11  river Hyperparameter Tuning: HATR with Friedman Drift Data

11.1 Setup

Before we consider the detailed experimental setup, we select the parameters that affect run time, initial design size and the device that is used.

Caution: Run time and initial design size should be increased for real experiments
  • MAX_TIME is set to one minute for demonstration purposes. For real experiments, this should be increased to at least 1 hour.
  • INIT_SIZE is set to 5 for demonstration purposes. For real experiments, this should be increased to at least 10.
  • K is set to 0.1 for demonstration purposes. For real experiments, this should be increased to at least 1.
MAX_TIME = 1
INIT_SIZE = 5
PREFIX="10-river"
K = .1
10-river_bartz08-2_2023-07-10_00-25-44

11.2 Initialization of the Empty fun_control Dictionary

spotPython supports the visualization of the hyperparameter tuning process with TensorBoard. The following example shows how to use TensorBoard with spotPython.

First, we define an “experiment name” to identify the hyperparameter tuning process. The experiment name is used to create a directory for the TensorBoard files.

from spotPython.utils.init import fun_control_init
from spotPython.utils.file import get_spot_tensorboard_path

experiment_name = get_experiment_name(prefix=PREFIX)
fun_control = fun_control_init(
    spot_tensorboard_path=get_spot_tensorboard_path(experiment_name),
    TENSORBOARD_CLEAN=True)

Since the spot_tensorboard_path is defined, spotPython will log the optimization process in the TensorBoard files. The TensorBoard files are stored in the directory spot_tensorboard_path. We can pass the TensorBoard information to the Spot method via the fun_control dictionary.

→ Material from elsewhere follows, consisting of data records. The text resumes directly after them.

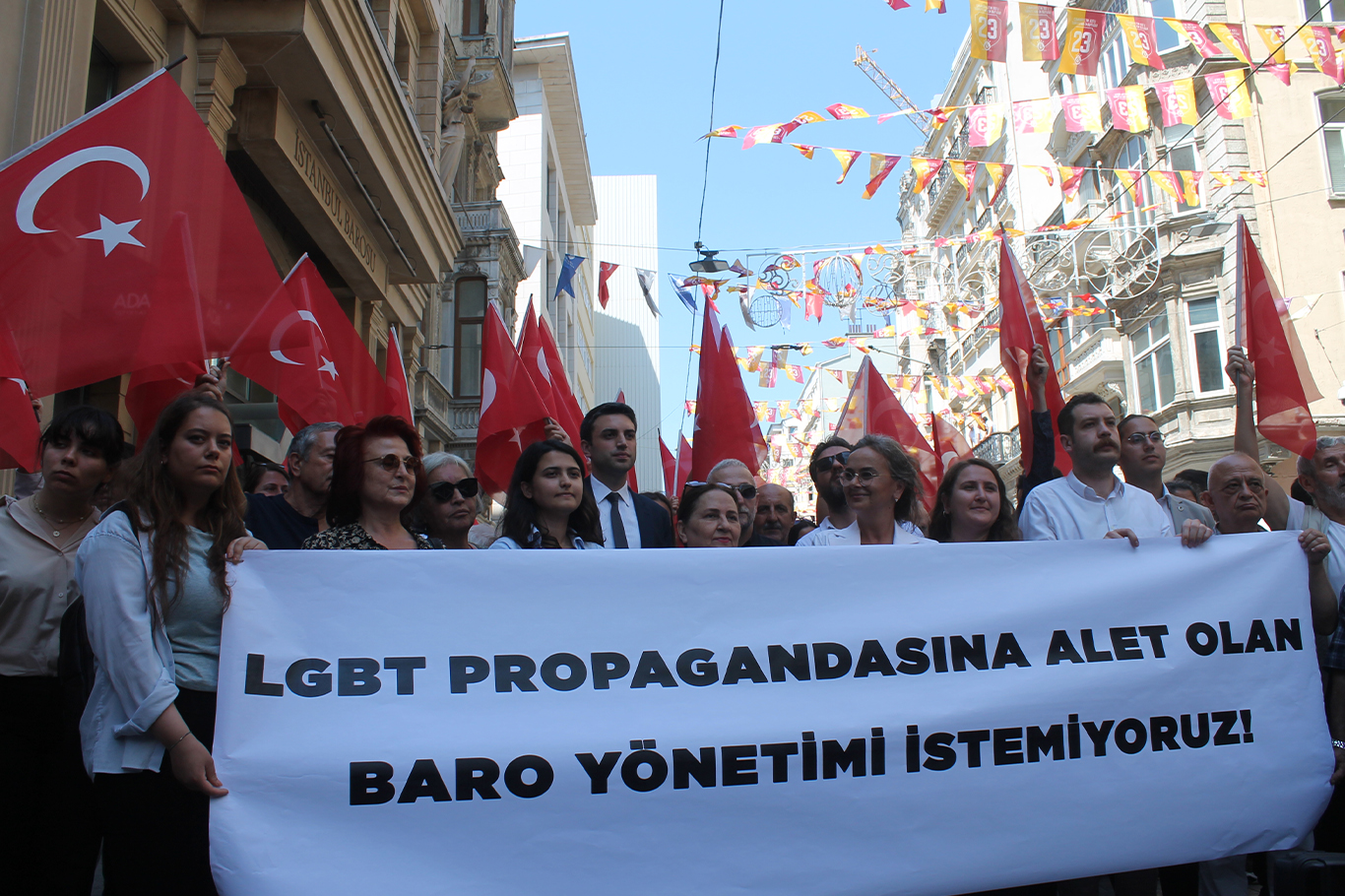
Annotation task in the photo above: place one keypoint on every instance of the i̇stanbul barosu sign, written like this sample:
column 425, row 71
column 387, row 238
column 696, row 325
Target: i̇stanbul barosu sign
column 926, row 720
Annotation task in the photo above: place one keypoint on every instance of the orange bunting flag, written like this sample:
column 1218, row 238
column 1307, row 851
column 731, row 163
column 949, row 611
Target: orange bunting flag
column 1228, row 91
column 1083, row 40
column 1190, row 186
column 998, row 176
column 986, row 124
column 1234, row 39
column 1069, row 180
column 1274, row 39
column 1037, row 22
column 846, row 159
column 989, row 30
column 1167, row 180
column 1321, row 47
column 841, row 110
column 1130, row 180
column 1128, row 109
column 880, row 167
column 1179, row 101
column 1142, row 39
column 965, row 172
column 1083, row 112
column 926, row 169
column 1196, row 33
column 1033, row 116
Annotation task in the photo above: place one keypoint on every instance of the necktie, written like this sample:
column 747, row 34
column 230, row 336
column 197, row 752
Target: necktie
column 617, row 526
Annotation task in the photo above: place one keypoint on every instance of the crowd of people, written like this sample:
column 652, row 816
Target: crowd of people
column 113, row 580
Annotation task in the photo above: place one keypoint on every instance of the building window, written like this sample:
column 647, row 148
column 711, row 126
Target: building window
column 1332, row 107
column 470, row 309
column 1208, row 355
column 1323, row 10
column 1153, row 352
column 474, row 18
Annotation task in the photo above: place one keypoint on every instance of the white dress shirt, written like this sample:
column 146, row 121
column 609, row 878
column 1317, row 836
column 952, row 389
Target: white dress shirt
column 1066, row 509
column 625, row 506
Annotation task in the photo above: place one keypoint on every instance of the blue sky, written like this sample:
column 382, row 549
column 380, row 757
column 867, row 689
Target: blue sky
column 644, row 74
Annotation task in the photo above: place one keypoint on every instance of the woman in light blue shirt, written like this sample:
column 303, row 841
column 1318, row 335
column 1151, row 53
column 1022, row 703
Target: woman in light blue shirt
column 547, row 505
column 153, row 575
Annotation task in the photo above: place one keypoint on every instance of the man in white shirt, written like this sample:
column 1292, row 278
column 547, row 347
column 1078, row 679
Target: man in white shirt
column 607, row 439
column 1091, row 502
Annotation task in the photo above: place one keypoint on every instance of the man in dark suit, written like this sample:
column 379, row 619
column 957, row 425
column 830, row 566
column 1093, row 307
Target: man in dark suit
column 607, row 439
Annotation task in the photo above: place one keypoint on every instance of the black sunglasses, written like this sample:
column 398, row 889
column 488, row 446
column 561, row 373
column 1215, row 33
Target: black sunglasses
column 823, row 465
column 443, row 491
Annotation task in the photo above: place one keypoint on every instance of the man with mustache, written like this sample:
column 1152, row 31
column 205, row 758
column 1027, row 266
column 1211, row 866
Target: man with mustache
column 1091, row 502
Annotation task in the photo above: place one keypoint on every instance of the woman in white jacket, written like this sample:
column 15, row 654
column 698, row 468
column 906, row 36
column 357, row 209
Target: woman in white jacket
column 155, row 595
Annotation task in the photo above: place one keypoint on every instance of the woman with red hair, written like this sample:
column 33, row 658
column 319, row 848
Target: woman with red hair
column 377, row 477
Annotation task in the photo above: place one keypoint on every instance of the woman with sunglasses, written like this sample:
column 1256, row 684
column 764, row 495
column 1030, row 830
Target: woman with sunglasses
column 881, row 490
column 547, row 505
column 449, row 507
column 709, row 516
column 377, row 476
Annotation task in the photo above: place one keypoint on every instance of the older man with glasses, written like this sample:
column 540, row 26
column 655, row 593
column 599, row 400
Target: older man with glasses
column 1142, row 458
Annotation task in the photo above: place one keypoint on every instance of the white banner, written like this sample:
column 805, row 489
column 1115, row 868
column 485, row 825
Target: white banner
column 922, row 720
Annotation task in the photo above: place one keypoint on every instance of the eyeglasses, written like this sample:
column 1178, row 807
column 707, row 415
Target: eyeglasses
column 865, row 477
column 443, row 491
column 392, row 462
column 823, row 465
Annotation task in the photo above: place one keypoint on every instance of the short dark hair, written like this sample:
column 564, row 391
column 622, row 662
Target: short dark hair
column 344, row 502
column 521, row 513
column 93, row 426
column 1128, row 418
column 602, row 411
column 1065, row 419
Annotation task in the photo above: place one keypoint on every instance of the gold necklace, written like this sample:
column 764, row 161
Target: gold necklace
column 55, row 533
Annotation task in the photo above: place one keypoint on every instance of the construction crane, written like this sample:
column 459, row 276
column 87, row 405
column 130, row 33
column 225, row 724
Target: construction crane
column 886, row 85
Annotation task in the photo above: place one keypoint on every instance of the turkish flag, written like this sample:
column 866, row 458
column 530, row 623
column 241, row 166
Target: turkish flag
column 399, row 400
column 125, row 242
column 1020, row 330
column 1283, row 384
column 153, row 389
column 669, row 469
column 513, row 415
column 873, row 410
column 289, row 350
column 948, row 445
column 543, row 359
column 725, row 419
column 19, row 430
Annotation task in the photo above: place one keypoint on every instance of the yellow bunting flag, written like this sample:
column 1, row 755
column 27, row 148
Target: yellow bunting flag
column 1177, row 99
column 986, row 124
column 1128, row 109
column 1167, row 180
column 1130, row 180
column 880, row 167
column 846, row 159
column 1083, row 112
column 1228, row 91
column 1083, row 40
column 1274, row 39
column 1142, row 39
column 1234, row 39
column 965, row 172
column 1037, row 23
column 926, row 169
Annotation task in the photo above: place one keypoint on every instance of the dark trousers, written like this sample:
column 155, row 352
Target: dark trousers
column 48, row 834
column 157, row 833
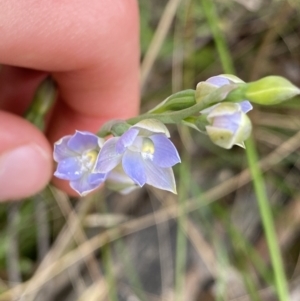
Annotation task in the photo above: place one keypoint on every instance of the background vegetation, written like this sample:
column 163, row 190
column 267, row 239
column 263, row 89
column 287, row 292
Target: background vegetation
column 209, row 242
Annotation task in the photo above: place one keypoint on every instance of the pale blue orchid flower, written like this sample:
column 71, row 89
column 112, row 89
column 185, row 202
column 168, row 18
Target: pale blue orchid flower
column 146, row 155
column 76, row 157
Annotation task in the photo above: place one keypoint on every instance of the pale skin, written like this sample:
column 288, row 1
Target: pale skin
column 91, row 49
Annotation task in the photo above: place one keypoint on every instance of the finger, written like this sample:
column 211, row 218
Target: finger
column 93, row 59
column 25, row 158
column 17, row 87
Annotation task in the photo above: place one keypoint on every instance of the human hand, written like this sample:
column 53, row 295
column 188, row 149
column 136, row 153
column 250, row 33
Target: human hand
column 91, row 50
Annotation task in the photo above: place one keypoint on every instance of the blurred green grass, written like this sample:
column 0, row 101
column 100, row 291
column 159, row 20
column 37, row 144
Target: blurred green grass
column 163, row 248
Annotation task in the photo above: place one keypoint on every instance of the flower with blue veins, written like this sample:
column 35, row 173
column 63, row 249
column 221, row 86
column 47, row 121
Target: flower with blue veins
column 146, row 154
column 76, row 156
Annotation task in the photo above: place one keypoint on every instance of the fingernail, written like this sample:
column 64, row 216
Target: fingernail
column 23, row 171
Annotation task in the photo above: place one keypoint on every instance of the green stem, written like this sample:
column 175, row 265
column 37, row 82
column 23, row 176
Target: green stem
column 264, row 207
column 267, row 221
column 174, row 117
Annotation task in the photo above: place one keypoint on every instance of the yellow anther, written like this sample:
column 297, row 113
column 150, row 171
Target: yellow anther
column 148, row 146
column 90, row 158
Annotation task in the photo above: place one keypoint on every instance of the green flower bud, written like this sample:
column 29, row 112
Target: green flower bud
column 269, row 90
column 229, row 125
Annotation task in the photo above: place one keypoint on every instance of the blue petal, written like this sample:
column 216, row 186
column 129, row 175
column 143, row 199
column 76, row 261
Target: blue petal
column 108, row 157
column 126, row 140
column 96, row 178
column 246, row 106
column 165, row 154
column 218, row 81
column 83, row 185
column 82, row 141
column 162, row 178
column 229, row 122
column 62, row 150
column 133, row 165
column 69, row 169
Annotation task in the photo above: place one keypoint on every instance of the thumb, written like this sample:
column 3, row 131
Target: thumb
column 25, row 158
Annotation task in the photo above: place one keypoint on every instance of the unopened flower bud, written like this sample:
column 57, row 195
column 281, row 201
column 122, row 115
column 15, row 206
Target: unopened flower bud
column 269, row 90
column 229, row 124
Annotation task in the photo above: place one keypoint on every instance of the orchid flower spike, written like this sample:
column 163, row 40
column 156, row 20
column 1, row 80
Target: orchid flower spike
column 145, row 153
column 228, row 123
column 76, row 157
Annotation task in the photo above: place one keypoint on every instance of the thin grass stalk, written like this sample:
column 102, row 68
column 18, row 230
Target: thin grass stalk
column 181, row 243
column 50, row 269
column 267, row 221
column 258, row 181
column 43, row 230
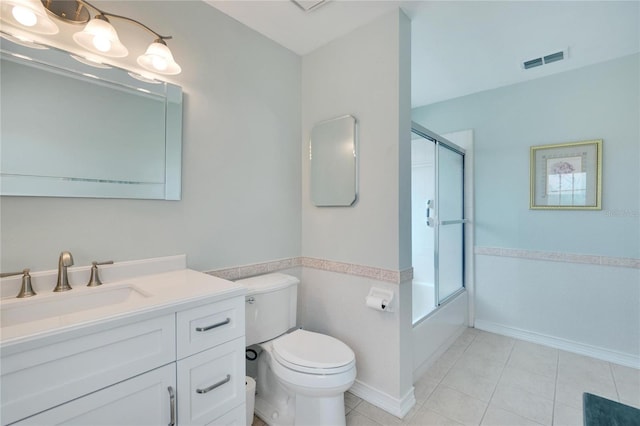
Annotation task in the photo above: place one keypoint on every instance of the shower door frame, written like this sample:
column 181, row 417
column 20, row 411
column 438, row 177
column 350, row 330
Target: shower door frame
column 439, row 140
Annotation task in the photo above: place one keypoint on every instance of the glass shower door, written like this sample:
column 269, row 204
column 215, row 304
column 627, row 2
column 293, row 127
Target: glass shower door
column 450, row 229
column 437, row 225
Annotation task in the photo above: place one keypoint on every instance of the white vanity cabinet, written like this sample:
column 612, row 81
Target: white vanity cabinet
column 143, row 400
column 183, row 367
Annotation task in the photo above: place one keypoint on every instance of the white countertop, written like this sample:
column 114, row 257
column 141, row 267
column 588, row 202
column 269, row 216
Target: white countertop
column 158, row 294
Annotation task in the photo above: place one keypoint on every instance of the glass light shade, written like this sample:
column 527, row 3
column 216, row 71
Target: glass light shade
column 158, row 58
column 100, row 37
column 27, row 14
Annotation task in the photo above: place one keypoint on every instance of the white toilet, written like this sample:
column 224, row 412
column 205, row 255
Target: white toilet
column 302, row 376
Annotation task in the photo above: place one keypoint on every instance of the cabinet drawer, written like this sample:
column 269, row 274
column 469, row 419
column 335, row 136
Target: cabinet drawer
column 207, row 326
column 42, row 377
column 211, row 383
column 235, row 417
column 140, row 401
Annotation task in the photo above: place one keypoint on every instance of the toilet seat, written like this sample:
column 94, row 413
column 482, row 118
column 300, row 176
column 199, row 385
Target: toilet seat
column 313, row 353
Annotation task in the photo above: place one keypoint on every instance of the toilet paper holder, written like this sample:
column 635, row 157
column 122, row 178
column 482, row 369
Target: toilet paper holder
column 379, row 299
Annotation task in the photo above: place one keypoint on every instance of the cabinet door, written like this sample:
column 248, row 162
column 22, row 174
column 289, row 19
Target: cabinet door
column 142, row 400
column 211, row 383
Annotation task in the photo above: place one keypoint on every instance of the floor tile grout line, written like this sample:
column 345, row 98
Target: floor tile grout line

11.3 Load Data: The Friedman Drift Data

horizon = 7*24
k = K
n_total = int(k*100_000)
n_samples = n_total
p_1 = int(k*25_000)
p_2 = int(k*50_000)
position=(p_1, p_2)
n_train = 1_000
a = n_train + p_1 - 12
b = a + 12
  • Since we also need a river version of the data below for plotting the model, the corresponding data set is generated here. Note: spotRiver uses the train and test data sets, while river uses the X and y data sets
from river.datasets import synth
import pandas as pd
dataset = synth.FriedmanDrift(
   drift_type='gra',
   position=position,
     seed=123
)
from spotRiver.utils.data_conversion import convert_to_df
target_column = "y"
df = convert_to_df(dataset, target_column=target_column, n_total=n_total)
# Add column names x1 until x10 to the first 10 columns of the dataframe and the column name y to the last column
df.columns = [f"x{i}" for i in range(1, 11)] + ["y"]

train = df[:n_train]
test = df[n_train:]
#
fun_control.update({"data": None, # dataset,
               "train": train,
               "test": test,
               "n_samples": n_samples,
               "target_column": target_column})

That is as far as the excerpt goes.